Personal information
- Full name: Zidane Alexander Yousuf
- Date of birth: 22 September 2007 (age 19)
- Place of birth: London, United Kingdom
- Height: 1.93 m (6 ft 4 in)
- Positions: Centre-back; defensive midfielder;

Youth career
- Hanworth Villa
- Walton & Hersham

Senior career*
- Years: Team / Apps / (Gls)
- 2025–2026: Walton & Hersham / 2 / (0)

International career^{‡}
- 2026–: Bangladesh U20 / 3 / (0)
- 2026–: Bangladesh / 1 / (0)

= Zidane Yousuf =

Bangladeshi footballer (born 2007)

Zidane Alexander Yousuf (born 22 September 2007) is a footballer who plays as a centre-back. Born in England, he plays for the Bangladesh national team.

==Early life==
Yousuf was born in London, England to a Bangladeshi father and Mexican mother.

==Club career==
Yousuf began playing Sunday league football in the Harrow League before being identified by Chelsea F.C. and joining the club's Talent Identification Centre, where he played against academy sides including Crystal Palace and Fulham. After four years, he joined FC Battersea in 2022, playing in the Tandridge League. During two seasons with the club, he won two league titles, two league cups and the London Cup, and was named the club's player of the year.

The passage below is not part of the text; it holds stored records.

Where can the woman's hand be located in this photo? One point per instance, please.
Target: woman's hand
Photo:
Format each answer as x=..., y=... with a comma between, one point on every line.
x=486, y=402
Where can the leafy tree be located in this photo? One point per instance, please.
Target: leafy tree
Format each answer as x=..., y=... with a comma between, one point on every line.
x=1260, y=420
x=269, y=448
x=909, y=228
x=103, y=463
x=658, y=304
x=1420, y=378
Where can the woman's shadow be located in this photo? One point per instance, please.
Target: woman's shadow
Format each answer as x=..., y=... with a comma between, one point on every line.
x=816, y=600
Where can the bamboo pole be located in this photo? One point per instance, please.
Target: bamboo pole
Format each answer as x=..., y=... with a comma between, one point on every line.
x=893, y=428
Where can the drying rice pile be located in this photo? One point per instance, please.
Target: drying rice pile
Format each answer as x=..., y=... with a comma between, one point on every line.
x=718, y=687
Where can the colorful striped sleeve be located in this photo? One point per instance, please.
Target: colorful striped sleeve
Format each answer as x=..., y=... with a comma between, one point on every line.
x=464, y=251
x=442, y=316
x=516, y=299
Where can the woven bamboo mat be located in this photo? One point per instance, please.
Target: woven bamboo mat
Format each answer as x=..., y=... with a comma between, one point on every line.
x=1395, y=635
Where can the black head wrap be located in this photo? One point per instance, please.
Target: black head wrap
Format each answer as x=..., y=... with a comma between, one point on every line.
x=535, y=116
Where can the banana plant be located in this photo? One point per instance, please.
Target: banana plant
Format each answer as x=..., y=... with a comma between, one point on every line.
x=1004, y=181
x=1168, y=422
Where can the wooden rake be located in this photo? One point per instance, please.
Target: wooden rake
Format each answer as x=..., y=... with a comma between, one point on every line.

Following his performances for FC Battersea, Yousuf had a four-week trial with Queens Park Rangers at the end of the 2024–25 under-16 season. He subsequently joined Hanworth Villa's under-18 side, where he spent a season and scored in the FA Youth Cup.

At the start of the 2025–26 season, Yousuf joined Walton & Hersham's under-18 side and was subsequently promoted to the first team in October 2025. He made his senior debut on 25 October 2025 in a FA Trophy match against Hendon, coming on as a substitute and scoring in a 5–1 win. During the 2025–26 season, he made five senior appearances for Walton & Hersham, including two league appearances and three cup appearances, scoring once. The club won the Southern Football League Premier Division South title and secured promotion to the National League South.

==International career==
Yousuf became eligible to represent Bangladesh and was subsequently called into the Bangladesh under-20 national team setup. On 31 August 2026, Yousuf featured for Bangladesh in their 2–0 defeat to hosts Uzbekistan in Tashkent. Bangladesh subsequently lost 3–0 to Syria on 3 September. Following the defeat, The Daily Star described overseas-based defender Yousuf as one of the few positives from Bangladesh's opening two matches of the qualifying campaign.

In August 2026, Yousuf was invited to train with the Bangladesh national team. He made his senior international debut against Malaysia in the FIFA ASEAN Cup on 25 September 2026, coming on as a substitute in the 59th minute.